HashiCorp Nomad 0.2

We are proud to announce the release of Nomad 0.2. Nomad is a distributed, scalable and highly available cluster manager and scheduler designed for both microservice and batch workloads. The initial public release of Nomad was almost two months ago and we have been busy extending the system, improving user experience, and fixing bugs. Nomad 0.2 brings many new features including service discovery, a system scheduler, restart policies, new constraint types, numerous client improvements, and much more. Please see the full Nomad 0.2 CHANGELOG for more details. Download Nomad 0.2 here or read on to learn more about the major new features and improvements in Nomad 0.2.

Alex Dadgar

Nomad

Nov 18, 2015

Alex Dadgar

We are proud to announce the release of Nomad 0.2. Nomad is a distributed, scalable and highly available cluster manager and scheduler designed for both microservice and batch workloads.

The initial public release of Nomad was almost two months ago and we have been busy extending the system, improving user experience, and fixing bugs.

Nomad 0.2 brings many new features including service discovery, a system scheduler, restart policies, new constraint types, numerous client improvements, and much more. Please see the full Nomad 0.2 CHANGELOG for more details.

Download Nomad 0.2 here or read on to learn more about the major new features and improvements in Nomad 0.2.

»Service Discovery

A scheduler enables efficient placement of tasks on nodes, scaling of jobs and handling of task failures. This introduces a discovery challenge because a task's health, count and location is dynamic. Nomad 0.2 aims to solve that problem by integrating with Consul to provide service discovery and health checks.

We are integrating Consul first to have an immediate service discovery solution in Nomad. A future version of Nomad will expose an API that anyone can use to integrate a custom service discovery solution.

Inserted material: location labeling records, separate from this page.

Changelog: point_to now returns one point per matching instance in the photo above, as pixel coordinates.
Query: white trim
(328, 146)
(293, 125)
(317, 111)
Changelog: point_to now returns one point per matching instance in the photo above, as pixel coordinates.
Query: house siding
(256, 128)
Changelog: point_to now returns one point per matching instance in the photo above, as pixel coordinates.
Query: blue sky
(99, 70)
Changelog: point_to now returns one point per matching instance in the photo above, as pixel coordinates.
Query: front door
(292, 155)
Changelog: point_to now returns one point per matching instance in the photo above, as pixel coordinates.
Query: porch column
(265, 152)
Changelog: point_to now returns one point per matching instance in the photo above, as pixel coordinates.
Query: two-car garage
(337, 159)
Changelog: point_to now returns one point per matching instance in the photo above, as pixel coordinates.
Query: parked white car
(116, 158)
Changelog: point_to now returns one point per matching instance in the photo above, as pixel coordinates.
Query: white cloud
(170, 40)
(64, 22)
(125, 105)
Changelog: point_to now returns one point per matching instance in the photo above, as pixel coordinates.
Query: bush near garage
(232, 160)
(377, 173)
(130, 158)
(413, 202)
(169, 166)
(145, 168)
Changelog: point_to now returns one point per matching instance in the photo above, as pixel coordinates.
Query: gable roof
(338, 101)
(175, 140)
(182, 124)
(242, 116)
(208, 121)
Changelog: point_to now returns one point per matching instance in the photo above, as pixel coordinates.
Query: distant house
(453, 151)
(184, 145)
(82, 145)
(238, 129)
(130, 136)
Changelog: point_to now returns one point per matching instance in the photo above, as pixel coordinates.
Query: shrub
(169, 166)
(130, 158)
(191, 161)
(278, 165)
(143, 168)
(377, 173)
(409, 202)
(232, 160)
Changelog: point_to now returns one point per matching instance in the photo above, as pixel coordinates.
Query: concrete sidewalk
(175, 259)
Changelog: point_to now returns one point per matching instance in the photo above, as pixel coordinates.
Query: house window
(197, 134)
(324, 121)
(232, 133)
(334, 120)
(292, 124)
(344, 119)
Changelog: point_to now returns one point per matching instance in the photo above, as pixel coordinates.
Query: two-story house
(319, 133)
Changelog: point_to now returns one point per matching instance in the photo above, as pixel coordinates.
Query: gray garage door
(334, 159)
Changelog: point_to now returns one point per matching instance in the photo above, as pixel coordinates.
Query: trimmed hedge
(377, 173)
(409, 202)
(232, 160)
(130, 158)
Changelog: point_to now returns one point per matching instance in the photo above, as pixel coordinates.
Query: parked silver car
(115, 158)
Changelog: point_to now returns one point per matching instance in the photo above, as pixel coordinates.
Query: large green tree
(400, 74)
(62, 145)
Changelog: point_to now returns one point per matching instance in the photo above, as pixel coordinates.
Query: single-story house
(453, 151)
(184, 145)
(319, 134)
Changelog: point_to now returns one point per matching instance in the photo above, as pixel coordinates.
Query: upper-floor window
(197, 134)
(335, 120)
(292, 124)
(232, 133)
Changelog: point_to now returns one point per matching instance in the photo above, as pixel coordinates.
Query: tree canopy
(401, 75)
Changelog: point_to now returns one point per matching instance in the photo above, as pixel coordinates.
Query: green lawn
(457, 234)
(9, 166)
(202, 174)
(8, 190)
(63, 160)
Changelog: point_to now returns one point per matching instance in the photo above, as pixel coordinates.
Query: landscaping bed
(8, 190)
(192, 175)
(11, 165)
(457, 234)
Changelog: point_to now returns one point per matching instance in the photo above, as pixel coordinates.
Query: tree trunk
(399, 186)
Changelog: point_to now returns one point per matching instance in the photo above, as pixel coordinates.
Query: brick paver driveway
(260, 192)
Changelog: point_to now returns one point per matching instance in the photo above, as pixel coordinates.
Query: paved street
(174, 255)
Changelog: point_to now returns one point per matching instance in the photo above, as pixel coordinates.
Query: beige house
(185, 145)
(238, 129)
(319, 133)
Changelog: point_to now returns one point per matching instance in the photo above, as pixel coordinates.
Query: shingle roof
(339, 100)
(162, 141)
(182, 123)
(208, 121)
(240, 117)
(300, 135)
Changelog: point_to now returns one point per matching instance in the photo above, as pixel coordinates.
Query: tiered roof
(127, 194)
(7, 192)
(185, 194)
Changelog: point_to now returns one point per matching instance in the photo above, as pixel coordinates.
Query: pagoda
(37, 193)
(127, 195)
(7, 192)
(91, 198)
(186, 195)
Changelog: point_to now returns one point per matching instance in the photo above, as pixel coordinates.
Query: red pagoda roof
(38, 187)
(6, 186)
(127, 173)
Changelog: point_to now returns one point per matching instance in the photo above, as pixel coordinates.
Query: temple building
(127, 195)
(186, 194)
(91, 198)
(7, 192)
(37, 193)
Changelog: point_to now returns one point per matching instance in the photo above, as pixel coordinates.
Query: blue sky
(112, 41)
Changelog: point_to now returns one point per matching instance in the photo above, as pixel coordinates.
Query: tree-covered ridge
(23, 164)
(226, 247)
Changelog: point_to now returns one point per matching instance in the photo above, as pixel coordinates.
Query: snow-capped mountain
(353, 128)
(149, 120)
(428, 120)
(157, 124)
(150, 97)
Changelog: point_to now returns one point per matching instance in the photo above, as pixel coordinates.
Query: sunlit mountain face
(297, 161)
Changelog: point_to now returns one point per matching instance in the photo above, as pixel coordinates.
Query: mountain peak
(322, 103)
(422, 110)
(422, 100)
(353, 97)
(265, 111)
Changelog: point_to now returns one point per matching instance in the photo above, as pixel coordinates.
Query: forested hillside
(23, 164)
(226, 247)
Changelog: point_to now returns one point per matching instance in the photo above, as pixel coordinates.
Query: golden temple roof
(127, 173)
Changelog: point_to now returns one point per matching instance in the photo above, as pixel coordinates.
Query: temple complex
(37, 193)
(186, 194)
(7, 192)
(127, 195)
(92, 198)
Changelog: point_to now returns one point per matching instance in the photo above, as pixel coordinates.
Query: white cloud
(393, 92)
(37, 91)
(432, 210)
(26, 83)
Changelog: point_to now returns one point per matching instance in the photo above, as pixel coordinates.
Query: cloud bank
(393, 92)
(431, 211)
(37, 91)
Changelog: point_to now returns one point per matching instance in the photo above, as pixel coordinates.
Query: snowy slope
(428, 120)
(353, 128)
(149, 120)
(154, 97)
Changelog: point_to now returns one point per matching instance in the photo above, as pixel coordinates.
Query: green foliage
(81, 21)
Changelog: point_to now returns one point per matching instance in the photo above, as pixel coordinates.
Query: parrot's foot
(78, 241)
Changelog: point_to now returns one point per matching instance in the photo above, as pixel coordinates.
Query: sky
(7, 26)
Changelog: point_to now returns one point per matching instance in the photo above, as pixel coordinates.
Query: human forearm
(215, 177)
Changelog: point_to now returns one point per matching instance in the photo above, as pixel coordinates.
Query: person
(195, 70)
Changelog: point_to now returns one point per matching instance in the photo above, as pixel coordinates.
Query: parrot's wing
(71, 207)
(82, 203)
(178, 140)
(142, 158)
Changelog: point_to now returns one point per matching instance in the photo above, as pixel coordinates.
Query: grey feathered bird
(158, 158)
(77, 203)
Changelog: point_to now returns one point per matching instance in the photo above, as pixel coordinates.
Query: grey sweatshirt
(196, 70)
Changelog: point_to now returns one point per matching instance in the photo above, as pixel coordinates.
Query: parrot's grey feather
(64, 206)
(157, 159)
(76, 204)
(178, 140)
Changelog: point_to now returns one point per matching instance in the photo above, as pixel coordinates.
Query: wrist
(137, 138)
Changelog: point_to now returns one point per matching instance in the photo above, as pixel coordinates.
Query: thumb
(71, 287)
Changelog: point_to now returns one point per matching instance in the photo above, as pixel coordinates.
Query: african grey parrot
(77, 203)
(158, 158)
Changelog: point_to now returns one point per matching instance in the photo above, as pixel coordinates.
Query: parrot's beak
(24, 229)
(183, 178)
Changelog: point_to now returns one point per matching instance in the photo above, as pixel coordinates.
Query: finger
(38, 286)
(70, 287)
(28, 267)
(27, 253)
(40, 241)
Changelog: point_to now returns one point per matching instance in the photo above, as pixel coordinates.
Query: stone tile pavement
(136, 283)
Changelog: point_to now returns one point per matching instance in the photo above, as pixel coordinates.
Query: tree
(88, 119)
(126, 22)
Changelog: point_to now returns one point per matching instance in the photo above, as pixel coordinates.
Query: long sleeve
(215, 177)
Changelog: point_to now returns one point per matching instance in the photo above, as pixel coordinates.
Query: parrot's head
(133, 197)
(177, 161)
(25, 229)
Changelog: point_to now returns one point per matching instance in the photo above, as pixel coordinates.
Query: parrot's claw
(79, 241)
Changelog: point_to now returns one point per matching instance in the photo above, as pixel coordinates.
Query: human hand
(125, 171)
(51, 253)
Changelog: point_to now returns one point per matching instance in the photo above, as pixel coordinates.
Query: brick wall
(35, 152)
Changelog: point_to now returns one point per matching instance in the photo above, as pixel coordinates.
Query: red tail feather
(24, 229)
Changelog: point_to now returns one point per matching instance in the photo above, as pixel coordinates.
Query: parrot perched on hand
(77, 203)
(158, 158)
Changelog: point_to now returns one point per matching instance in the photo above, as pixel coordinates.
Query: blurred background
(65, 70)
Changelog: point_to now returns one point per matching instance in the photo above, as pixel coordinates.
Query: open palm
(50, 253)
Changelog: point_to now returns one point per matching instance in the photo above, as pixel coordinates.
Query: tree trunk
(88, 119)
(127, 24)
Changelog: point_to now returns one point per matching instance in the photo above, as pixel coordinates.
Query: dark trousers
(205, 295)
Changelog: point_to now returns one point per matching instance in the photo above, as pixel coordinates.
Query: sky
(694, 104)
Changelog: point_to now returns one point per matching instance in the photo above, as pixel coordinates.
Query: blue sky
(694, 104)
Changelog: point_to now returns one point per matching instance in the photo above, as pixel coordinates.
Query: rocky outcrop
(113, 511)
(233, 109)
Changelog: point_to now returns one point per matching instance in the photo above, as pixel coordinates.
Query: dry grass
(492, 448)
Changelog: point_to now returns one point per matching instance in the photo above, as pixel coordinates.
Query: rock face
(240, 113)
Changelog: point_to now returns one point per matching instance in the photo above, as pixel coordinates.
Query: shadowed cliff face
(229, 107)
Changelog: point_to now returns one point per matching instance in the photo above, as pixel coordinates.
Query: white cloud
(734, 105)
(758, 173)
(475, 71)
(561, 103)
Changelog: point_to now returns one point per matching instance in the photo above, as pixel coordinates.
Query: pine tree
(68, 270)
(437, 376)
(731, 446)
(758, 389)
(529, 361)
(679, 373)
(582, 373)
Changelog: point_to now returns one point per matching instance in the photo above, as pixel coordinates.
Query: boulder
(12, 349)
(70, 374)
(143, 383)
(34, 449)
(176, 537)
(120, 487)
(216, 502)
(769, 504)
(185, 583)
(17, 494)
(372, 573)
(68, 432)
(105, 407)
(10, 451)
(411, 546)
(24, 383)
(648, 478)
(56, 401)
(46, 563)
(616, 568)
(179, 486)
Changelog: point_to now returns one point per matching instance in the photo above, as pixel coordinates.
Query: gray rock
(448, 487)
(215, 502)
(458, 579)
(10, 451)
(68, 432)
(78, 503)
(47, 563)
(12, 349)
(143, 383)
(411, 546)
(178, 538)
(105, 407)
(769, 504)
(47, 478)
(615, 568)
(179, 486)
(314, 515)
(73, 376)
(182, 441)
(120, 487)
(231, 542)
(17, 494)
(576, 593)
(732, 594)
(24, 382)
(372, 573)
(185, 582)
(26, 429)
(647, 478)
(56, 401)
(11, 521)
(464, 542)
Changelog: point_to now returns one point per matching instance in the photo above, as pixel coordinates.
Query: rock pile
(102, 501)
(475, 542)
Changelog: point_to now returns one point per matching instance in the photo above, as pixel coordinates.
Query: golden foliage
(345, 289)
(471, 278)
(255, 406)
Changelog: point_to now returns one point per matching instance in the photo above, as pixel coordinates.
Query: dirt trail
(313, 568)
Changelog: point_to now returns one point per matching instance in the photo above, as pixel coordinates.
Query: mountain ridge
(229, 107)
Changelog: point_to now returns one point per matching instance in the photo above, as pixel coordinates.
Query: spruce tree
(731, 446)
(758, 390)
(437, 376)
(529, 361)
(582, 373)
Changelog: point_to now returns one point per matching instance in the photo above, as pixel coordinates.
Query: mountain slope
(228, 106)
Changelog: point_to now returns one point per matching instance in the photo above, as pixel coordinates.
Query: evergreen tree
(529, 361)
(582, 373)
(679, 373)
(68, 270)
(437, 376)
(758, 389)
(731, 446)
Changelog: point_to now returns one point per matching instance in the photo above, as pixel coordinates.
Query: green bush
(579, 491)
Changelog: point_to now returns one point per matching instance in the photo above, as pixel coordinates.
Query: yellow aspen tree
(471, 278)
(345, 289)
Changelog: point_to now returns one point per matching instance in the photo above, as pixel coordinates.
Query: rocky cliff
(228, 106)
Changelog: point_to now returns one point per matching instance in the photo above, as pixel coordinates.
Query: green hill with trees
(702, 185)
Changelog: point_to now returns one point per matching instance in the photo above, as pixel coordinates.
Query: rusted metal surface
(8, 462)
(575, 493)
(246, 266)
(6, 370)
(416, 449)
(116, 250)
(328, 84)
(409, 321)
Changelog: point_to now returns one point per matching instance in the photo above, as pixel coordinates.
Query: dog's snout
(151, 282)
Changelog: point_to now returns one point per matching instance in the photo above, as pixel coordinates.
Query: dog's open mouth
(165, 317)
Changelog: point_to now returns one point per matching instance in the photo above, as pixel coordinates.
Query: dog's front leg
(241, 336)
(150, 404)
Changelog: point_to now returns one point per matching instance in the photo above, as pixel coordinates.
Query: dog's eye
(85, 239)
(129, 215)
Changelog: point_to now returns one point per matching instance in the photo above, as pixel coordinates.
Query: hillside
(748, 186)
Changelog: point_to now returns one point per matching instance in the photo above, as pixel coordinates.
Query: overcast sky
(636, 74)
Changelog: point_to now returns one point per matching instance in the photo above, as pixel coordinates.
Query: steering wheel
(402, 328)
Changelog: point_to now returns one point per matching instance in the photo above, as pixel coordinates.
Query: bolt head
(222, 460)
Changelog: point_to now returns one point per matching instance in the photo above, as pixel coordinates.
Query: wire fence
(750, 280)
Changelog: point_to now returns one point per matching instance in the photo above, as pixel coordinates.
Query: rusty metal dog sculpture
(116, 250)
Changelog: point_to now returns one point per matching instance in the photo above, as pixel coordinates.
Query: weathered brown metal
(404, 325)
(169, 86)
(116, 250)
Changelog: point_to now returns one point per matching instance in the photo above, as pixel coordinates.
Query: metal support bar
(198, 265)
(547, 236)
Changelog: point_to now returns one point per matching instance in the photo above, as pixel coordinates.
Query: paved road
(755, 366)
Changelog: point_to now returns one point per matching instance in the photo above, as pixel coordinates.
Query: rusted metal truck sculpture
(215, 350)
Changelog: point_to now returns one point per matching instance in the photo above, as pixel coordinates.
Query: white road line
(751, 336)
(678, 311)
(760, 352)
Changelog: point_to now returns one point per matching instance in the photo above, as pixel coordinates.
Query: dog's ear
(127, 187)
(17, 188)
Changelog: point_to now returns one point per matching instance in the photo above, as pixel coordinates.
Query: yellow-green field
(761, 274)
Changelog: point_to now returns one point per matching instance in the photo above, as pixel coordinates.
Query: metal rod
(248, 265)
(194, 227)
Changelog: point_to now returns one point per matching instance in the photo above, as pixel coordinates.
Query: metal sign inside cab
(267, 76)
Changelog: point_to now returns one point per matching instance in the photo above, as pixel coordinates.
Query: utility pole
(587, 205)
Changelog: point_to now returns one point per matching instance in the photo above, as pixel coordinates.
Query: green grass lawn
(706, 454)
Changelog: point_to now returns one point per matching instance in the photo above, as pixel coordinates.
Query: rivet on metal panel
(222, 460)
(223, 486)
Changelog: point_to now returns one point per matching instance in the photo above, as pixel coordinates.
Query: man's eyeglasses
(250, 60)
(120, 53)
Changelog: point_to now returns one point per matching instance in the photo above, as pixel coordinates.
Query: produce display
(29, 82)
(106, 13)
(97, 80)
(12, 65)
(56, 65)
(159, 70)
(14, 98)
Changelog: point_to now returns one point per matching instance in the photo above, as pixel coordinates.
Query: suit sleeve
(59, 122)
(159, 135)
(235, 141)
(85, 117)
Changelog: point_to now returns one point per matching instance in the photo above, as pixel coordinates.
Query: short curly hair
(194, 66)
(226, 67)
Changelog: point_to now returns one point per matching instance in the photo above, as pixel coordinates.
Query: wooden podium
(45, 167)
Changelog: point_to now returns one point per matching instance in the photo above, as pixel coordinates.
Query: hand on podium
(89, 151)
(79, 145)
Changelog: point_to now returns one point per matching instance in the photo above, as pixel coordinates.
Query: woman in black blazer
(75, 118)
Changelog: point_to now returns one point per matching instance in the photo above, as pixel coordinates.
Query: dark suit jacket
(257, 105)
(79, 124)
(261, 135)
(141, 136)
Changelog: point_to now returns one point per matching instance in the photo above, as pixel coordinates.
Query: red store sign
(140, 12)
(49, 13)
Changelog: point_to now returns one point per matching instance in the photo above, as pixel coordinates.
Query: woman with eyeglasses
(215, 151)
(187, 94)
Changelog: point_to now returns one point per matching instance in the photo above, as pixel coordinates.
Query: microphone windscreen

Tasks within a job can now be augmented with a service block that will be registered with Consul.

count = 5
task "redis" {
	...
	service {
		# name = "redis"
		tags = ["global", "cache"]
		port = "db"

		check {
			name = "alive"
			type = "tcp"
			interval = "10s"
			timeout = "2s"
		}
	}
	...
}

With the simple service block above, we are registering a "redis" service that will have a well known name on Consul, be discoverable by other tasks in the cluster and associating a health check with it so that traffic is only routed to healthy instances of the task. Further, a Consul cluster can include applications running inside of Nomad as well as those managed outside of Nomad. This makes it very easy for applications to discovery each other regardless of how they are orchestrated.

The Nomad Client is responsible for both registering and deregistering the service. Once it receives the task, it will be able to register the service based on the IP of the machine and the dynamic or reserved port used by the task. Once the task is no longer needed or is being moved to a different machine, the task will be deregistered.

More details are available in the service documentation.

»System Scheduler

The system scheduler is used to register jobs that should be run on all nodes in the cluster which meet the jobs constraints. As the cluster expands, the system scheduler will place new instances of previously registered system jobs onto the new nodes.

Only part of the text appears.